The frequency, severity and cost of cybercrime have been steadily increasing (chart 1). The reputational and business risks associated with a data breach for a company are not exactly flattering either. Not to mention the potential penalties that can be imposed by regulators.

The digital footprint of a typical organization has grown exponentially over the years, which has led to the creation of new avenues of attack that malicious actors can capitalize on. Just think about yourself. When you are online, whether for business or personal reasons, there are huge opportunities for cybercriminals to exploit. Remote work adds fuel to this fire.

However, if you look through our investment glasses, you will find a sub-sector with an attribute that we at arvy always look for in a "Good Story".

A structural tailwind.

Cybersecurity.

Chart 1: Cybercrime Expected To Skyrocket in Coming Years

Source: Statista Technology Market Outlook, National Cyber Security Organizations, FBI, IMF (As of November 2022)

Structural Tailwind

Structural tailwinds are one of the five attributes we look for in a "Good Story", along with a top-quality business model, high organic sales and earnings growth, an attractive free cash flow valuation and low debt levels.

Ask yourself: Why invest in struggling companies and fight the trend when we can opt for those with tailwinds?

Cybersecurity hits the mark here. The complexity and intensity of threats is constantly increasing. Let's not forget that your opponents are the smartest computer geeks in the world. At the same time, there is underinvestment in this area as we undergo a digital transformation and move to a cloud-first world. Therefore, it is not surprising that spending on security software is outpacing spending on other software and is top of mind for business leaders around the world.

Cybersecurity is becoming a necessity in the corporate landscape.

Two companies are outshining all others in this space.

Palo Alto and Fortinet.

Chart 2: The Expanse of Platform Vendors Is Hard to Match

Source: Morningstar, Company filings. Data as of November 2023

The Moat - Sustainable Competitive Advantage

Cybersecurity is known for its fast pace of development and fierce competition. As a result, it is difficult for a company to develop a wide economic moat - or a sustainable competitive advantage – in this ever-changing environment.

The only exceptions to this rule are large platform providers that offer a broad range of solutions in several end markets. Ticking those boxes are the two pure-plays Palo Alto & Fortinet with six end markets (chart 2).

Building on them, they create a top-quality business model by having not one, but two moats:

Switching costs: It is difficult for customers to switch to other providers of cyber security solutions, as these are widely used throughout the IT infrastructure and retraining is required.

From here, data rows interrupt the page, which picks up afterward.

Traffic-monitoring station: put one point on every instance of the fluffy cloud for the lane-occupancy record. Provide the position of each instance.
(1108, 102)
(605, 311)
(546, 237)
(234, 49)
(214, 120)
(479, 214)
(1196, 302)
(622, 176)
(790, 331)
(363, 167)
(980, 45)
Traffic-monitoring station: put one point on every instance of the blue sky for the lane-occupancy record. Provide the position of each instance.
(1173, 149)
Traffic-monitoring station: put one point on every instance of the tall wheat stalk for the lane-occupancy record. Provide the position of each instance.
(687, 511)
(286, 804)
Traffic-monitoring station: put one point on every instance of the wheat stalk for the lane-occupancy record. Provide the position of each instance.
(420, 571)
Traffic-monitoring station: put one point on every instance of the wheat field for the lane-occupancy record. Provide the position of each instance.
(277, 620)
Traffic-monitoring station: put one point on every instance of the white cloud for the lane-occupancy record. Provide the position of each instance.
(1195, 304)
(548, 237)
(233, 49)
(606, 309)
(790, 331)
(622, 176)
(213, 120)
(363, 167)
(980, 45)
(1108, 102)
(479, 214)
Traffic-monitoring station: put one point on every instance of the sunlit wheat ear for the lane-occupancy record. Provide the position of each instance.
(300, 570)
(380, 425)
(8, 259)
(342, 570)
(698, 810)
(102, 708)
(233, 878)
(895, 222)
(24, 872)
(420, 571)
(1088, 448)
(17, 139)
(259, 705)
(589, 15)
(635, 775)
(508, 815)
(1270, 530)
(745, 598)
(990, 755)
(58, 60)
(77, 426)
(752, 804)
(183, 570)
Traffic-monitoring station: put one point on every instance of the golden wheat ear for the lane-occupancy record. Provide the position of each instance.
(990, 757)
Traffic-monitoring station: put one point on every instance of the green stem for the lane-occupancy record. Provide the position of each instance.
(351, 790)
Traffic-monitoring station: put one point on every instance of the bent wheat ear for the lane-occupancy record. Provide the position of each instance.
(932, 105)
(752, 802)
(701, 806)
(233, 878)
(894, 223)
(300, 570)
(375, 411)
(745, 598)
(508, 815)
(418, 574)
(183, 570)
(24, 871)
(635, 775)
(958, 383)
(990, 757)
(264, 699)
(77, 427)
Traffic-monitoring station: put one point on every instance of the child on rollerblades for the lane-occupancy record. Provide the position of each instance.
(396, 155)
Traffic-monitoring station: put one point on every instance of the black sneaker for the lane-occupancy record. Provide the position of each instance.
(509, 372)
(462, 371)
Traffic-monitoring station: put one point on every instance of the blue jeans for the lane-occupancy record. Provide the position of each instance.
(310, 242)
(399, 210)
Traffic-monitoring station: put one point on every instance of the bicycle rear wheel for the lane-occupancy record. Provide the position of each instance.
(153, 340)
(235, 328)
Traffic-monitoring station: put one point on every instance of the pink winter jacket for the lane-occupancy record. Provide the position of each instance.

Network effects: The value of a product or service grows as its user base expands , e.g. through a one-stop store solution. Due to their size, they can offer the full range, which always provides added value compared to the need for five individual providers to be assigned. This in turn attracts more customers and improves their threat detection capabilities, creating a reinforcing loop.

Now they both have a major but risky opportunity.

Chart 3: Key Industry Players and Revenue Market Share

Source: Morningstar, Gartner. Data as of November 2023

The Great Consolidation

The cybersecurity industry is highly fragmented (chart 3).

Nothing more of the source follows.